We need to change course.  Let's resolve to put the monetary focus of the
industry to where it really belongs: bug bounties.  Let's ensure fuzzers are
employed for the next decade while we reap the bountiful rewards of their
endless trickle of bugs.  If we make sure this strategy dominates, we can be
sure we don't hamstring the industry by focusing efforts on what produces
real improvement.
We know bug bounties work because their associated monetary offerings
continue to increase -- the market has spoken.

If we take our cues from such visionaries, I think we can avoid the
parasitic growth of the infosec industry and break the chain of strategies
that haven't worked for their entire reign.

Respectfully submitted for your consideration, -Brad

On Mon, Sep 08, 2014 at 10:07:02AM -0400, dave aitel wrote:
So I'm heading to a conference shortly and I was going to promote them 
in this email but they're apparently not a public conference.
I'm on a panel called "Identification of Emerging and Evolving 
Threats" with some non-US Government people who seem pretty nice.

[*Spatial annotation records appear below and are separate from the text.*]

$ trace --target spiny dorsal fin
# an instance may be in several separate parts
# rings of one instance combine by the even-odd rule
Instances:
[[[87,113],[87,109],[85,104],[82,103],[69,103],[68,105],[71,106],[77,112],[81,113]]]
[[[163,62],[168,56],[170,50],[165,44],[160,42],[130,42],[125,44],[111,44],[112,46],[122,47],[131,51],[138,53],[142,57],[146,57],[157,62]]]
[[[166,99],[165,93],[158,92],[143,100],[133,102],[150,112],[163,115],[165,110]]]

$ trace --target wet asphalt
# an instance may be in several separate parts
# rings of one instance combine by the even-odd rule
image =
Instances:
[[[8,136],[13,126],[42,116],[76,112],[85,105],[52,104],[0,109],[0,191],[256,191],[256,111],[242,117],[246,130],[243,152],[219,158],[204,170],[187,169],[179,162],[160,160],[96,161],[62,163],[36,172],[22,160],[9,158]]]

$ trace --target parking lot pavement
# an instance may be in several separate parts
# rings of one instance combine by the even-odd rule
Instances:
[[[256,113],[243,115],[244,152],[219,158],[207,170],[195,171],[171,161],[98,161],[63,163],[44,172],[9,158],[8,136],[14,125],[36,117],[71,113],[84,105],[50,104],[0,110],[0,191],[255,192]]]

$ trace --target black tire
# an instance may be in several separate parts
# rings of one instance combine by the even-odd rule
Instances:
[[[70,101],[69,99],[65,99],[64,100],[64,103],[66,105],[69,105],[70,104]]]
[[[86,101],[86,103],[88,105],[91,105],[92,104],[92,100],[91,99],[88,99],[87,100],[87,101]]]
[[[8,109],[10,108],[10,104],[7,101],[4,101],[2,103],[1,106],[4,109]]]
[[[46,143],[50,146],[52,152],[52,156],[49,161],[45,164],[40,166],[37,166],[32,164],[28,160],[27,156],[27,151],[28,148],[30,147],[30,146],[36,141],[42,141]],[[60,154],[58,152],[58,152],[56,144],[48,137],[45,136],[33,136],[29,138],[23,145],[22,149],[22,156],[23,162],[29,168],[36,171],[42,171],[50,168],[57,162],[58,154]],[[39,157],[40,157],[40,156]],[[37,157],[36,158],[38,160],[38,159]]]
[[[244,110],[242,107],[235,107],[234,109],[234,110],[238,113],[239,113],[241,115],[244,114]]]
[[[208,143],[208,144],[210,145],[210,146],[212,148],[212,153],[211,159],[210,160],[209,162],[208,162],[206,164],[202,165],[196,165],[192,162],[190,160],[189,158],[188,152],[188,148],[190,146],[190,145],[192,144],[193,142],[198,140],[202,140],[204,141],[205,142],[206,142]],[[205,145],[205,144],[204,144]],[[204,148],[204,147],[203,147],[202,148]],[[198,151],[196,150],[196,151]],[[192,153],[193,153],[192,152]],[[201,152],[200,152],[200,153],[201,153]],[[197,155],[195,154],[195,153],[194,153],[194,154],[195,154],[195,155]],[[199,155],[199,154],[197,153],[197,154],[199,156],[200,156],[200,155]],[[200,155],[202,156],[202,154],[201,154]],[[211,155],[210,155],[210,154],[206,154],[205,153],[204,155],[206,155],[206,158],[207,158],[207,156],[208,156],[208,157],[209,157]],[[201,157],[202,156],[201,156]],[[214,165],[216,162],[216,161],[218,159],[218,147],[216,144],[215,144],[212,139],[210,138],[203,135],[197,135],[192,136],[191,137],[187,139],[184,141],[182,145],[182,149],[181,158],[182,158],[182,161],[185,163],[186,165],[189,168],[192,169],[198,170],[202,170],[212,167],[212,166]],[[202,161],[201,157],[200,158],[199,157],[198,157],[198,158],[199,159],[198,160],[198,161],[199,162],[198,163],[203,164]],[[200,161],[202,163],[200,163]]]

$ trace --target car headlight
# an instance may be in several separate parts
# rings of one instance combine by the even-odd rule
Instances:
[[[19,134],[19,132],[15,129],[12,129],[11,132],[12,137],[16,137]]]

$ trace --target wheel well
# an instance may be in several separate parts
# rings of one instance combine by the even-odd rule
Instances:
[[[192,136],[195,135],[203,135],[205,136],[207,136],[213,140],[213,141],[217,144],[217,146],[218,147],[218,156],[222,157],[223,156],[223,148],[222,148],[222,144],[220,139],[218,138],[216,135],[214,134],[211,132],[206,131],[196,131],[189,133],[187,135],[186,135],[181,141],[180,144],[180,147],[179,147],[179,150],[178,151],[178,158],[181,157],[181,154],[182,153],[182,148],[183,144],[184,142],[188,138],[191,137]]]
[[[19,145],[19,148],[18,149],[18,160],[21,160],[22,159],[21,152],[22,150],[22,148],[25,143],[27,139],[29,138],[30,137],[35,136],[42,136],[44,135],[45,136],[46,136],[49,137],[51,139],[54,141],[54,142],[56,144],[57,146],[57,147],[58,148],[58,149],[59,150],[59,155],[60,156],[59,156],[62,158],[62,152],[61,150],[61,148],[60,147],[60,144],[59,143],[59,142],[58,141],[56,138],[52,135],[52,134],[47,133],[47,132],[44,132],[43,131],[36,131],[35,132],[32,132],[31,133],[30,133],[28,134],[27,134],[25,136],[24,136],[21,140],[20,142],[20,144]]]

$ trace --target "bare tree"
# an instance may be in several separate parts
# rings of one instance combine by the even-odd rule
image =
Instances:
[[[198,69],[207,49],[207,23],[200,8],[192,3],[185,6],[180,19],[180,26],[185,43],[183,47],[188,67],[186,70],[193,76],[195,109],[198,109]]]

Anyways, now that I've guaranteed myself an exciting visit from 
security services, I wanted to point out the one question everyone 
should be asking when they go to any conference and a new technology 
of any kind is proposed as any kind of forward movement for defense.
And that is this: "How can we avoid making the mistake of Anti-Virus" 
ever again?

Because much like the Internet has been hamstrung at birth by the 
parasitic growth of the advertising industry, the information security 
community has been devastated for almost its entire existence by the 
dominance of anti-virus companies and products which demonstrably 
haven't worked for almost their entire reign, and in theory never 
could have scaled. They are broken by design. And because they sucked 
all the money and research and people from the defensive community, no 
actual defenses were ever created for IT that had a hope of working.

So the only question any team of government executives working on 
defense needs to be thinking about is "How is this different from 
Anti-Virus in the long term? How can we avoid making that mistake ever 
again?" Because until you know how that mistake was made, and can 
avoid it for the next generation, "Emerging and Evolving"
threats will always be beyond your power to stop.